At first, you begin to wonder why no one in Russia ever sees danger coming. To a casual American observer, the majority of these crashes seem to happen in slow motion. You can see the cars languidly drifting into the wrong lane from a half-a-mile away. Yet somehow, no one in Russia ever notices anything.

Well, they notice the crash after it’s happened, and they’re in it, of course. There’s usually a long pause, and then the Rostov-on-Don version of a Johnny Cash voice says something that sounds like, “Droodz lack yapenny droodzzzzz.” Don’t quote me on that.

Anyway, I’m beginning to think I should move to Russia. In Russia, everyone is a borderline sociopathic boy. Even the women.

6 thoughts on “The Dukes of Oпасности

  1. What we like about these is each one is a small story. Shorter than flash fiction, and all with a beginning, middle and ending. Don’t forget: action!

    My mind tries to make sets of observations. They might be labeled lanes, or brakes, or speed, or weather. But, somehow I feel that the huge share of these begins, “have another pull on that vodka bottle, tovarish!”

  2. There are hours of this stuff on YouTube. Watching them is a guilty pleasure of mine. In reality, these types of accidents are not as commonplace as they seem. Liability insurance means that unscrupulous clever people can get paid for being in an accident and, in Russia, dash cams were seen as a way to discourage fraud, so there are a lot of them. Some accident clip compilations include multiple views of some accidents.

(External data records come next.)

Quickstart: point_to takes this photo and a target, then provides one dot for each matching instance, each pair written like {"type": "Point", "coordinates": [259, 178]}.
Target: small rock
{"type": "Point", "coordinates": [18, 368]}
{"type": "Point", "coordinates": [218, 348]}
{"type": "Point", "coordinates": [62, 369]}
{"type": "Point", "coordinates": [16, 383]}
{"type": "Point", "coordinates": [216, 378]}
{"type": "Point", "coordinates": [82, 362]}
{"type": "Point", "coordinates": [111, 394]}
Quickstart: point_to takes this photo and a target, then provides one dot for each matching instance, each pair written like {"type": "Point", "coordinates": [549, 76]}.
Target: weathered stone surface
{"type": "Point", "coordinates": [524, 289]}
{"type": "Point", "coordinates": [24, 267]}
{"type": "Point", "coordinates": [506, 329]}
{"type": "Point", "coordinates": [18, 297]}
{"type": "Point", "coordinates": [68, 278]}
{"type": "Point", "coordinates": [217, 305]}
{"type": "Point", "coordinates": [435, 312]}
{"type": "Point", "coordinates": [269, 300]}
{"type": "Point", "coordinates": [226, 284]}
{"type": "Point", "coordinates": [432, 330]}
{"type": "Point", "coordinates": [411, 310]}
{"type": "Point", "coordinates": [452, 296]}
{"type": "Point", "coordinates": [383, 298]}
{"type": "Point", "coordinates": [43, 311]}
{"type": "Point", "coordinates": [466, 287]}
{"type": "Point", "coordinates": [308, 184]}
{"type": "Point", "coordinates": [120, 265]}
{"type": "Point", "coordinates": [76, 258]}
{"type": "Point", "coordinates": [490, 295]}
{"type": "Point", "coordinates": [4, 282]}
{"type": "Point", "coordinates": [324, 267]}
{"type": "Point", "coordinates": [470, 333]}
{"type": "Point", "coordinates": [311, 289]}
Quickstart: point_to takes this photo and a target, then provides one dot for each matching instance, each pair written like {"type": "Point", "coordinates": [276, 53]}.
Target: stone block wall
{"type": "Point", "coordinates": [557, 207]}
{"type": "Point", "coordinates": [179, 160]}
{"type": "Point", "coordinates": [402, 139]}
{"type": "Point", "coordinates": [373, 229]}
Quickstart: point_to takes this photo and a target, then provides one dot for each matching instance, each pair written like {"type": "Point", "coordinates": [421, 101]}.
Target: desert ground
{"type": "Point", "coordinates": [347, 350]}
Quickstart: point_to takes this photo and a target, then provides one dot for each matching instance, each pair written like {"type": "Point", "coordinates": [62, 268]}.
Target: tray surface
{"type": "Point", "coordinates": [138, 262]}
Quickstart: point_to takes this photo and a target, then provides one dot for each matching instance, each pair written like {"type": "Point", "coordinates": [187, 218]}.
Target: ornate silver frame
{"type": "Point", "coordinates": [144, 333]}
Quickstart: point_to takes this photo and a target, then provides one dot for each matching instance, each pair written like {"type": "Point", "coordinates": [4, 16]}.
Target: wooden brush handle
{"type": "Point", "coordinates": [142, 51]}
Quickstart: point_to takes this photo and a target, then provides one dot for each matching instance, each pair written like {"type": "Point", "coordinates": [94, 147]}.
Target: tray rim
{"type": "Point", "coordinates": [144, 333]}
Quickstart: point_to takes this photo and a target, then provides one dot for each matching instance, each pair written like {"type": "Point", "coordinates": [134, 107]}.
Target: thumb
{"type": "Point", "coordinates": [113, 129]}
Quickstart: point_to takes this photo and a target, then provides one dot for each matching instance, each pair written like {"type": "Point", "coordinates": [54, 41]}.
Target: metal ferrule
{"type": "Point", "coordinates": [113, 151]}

    That being said, there are indications that russians are not great drivers. The compilations include numerous collisions where the car about to be struck simply halts, instead of the driver stomping the gas pedal to get out of the way. Other incidents are caused by drivers refusing to accept that they cannot go faster than the car in front of them. The traffic slows down, the impatient driver swings into the other lane, only to encounter a vehicle turning left. Russian tire rubber is beyond bad and nearly everyone must sell the tires that came with their import and mount russian rubber on their rims to pocket the money. God hates Lada’s licensed copy of the Fiat 124 with as much passion as he hates mobile homes and american trailer parks, but He is less indiscriminate about how He destroys them.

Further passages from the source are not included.